As an African American, or rather, an American African (I’m white and African born), I hear a constant flow of stories about China’s increasing influence in Africa. They’ve clearly taken a long term view on Africa, perhaps motivated by their projected energy and natural resources needs. If you subscribe to the US view that free trade is good, then this is a good thing. [You can’t have it both ways folks!]
Whether or not you think it’s good for the continent, the data is surprising:
- The China National Petroleum Corporation (CNPC) is the single largest shareholder (40 percent) in the Greater Nile Petroleum Operating Company, which controls Sudan’s oil fields and has invested $3 billion in refinery and pipeline construction in Sudan since 1999. Sudan now supplies 7% of China’s total oil.

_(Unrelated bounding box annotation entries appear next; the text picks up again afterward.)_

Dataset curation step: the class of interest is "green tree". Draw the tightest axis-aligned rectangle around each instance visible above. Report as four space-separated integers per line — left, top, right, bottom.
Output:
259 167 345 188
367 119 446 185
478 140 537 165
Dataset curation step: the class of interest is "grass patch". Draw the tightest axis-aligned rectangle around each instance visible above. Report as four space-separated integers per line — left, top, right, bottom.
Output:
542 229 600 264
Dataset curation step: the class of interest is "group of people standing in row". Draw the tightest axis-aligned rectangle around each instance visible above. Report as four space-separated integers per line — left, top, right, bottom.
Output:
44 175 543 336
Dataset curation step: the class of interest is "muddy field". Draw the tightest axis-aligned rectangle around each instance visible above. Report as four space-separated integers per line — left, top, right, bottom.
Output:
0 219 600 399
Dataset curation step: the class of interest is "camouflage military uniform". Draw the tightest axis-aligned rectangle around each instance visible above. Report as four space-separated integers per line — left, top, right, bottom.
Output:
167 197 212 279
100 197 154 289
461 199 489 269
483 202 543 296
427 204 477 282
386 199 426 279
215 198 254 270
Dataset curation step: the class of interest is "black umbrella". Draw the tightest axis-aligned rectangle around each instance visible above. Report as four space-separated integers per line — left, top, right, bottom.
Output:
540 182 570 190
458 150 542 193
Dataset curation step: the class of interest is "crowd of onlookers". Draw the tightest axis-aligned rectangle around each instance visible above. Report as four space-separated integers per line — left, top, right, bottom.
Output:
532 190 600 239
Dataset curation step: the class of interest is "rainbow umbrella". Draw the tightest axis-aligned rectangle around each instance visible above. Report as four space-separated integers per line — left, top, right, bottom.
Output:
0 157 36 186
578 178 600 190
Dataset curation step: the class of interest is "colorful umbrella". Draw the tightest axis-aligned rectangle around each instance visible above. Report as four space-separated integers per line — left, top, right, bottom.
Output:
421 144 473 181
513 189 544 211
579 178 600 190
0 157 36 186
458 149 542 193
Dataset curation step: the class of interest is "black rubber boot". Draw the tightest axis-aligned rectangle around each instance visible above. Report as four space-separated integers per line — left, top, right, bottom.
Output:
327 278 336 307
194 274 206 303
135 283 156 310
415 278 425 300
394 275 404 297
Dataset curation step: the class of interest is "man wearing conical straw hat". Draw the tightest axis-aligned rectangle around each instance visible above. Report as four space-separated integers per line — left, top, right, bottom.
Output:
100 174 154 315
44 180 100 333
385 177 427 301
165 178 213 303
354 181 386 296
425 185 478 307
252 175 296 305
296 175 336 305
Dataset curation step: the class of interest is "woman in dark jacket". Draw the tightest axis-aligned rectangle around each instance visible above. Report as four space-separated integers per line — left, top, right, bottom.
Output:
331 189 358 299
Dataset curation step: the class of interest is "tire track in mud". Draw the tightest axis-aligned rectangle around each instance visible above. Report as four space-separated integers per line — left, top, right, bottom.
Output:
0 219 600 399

- In March 2004, Beijing extended a $2 billion loan to Angola in exchange for a contract to supply 10,000 barrels of crude oil per day.
- In July 2005, PetroChina concluded an $800 million deal with the Nigerian National Petroleum Corporation to purchase 30,000 barrels of oil per day for one year.
- In January 2006, China National Offshore Oil Corporation (CNOOC), after failing to acquire American-owned Unocal, purchased a 45 percent stake in a Nigerian offshore oil and gas field for $2.27 billion and promised to invest an additional $2.25 billion in field development.
- In April 2003, approximately 175 People’s Liberation Army (PLA) soldiers and a 42-man medical team were deployed to the Democratic Republic of Congo on a peacekeeping mission.
- In December 2003, 550 peacekeeping troops, equipped with nearly 200 military vehicles and water-supply trucks, were sent to Liberia.
- China has also deployed about 4,000 PLA troops to southern Sudan to guard an oil pipeline and reaffirmed its intention to strengthen military collaboration and exchanges with Ethiopia, Liberia, Nigeria, and Sudan.